At that stage, however, perhaps Mr McCosh was genuinely guilty of no more than speaking prematurely and underestimating the effect of the gas-barrage. But that neither his staff, nor anyone else in the Security Branch hierarchy, should have bothered to check reports from the High Island camp clinic is a matter of far greater concern. It is not as though inmates of the camp were invisible to the CSD staff running it. Nor can the CSD expect to be taken at its word if it claims it did not notice a higher usual number of visits to the British Red Cross at the camp.

The only credible explanation is that the CSD cared so little for the welfare of their charges that they did not feel it necessary to pass the information on to their superiors.
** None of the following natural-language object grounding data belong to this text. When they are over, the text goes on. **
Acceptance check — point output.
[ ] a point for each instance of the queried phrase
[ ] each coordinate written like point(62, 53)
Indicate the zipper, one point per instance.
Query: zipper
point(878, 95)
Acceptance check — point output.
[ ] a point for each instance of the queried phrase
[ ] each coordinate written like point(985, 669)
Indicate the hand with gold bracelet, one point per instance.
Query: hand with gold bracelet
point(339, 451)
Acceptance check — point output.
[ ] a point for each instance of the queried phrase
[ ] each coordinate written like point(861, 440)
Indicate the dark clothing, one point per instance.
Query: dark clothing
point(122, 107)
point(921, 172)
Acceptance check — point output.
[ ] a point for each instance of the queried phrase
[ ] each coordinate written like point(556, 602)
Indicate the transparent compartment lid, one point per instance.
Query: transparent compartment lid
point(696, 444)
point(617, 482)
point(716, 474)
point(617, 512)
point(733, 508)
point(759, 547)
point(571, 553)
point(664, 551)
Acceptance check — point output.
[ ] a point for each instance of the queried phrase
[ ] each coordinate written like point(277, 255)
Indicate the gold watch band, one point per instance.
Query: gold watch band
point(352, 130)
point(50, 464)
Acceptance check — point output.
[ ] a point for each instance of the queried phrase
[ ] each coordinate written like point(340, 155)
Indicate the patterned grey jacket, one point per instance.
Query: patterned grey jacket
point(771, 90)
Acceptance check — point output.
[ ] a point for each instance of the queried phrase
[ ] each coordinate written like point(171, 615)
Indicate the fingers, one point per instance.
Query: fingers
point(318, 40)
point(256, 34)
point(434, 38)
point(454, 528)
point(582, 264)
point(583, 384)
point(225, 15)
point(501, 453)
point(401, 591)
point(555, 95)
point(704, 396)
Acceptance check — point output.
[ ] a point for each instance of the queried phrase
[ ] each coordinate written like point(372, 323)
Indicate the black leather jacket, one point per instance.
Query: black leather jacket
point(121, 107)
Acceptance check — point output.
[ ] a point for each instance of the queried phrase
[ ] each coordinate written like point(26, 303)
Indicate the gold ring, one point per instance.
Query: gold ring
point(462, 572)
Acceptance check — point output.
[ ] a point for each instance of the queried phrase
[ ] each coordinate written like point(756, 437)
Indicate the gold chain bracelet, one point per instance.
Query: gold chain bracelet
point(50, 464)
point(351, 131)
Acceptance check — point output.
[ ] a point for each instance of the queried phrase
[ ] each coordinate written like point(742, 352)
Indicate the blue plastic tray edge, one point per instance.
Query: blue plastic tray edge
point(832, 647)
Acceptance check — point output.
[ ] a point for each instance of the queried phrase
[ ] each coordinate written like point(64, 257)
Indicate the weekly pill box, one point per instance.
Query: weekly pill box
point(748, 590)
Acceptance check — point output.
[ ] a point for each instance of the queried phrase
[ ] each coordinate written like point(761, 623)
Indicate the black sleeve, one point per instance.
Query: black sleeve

That neither the Security Branch nor the senior echelons of the CSD showed any greater concern, has already been admitted by Deputy Secretary for Security Ken Woodhouse.

Whatever the independent inquiry now launched into the incident concludes, one thing is already clear: the Security Branch and the disciplined services it controls have long since ceased to regard or treat its Vietnamese charges as human beings. The lesson for the Vietnamese is clear: the sooner they leave Hong Kong the better. But the Hong Kong authorities must also learn that for as long as the boat people remain in their care, they must be treated with humanity and respect.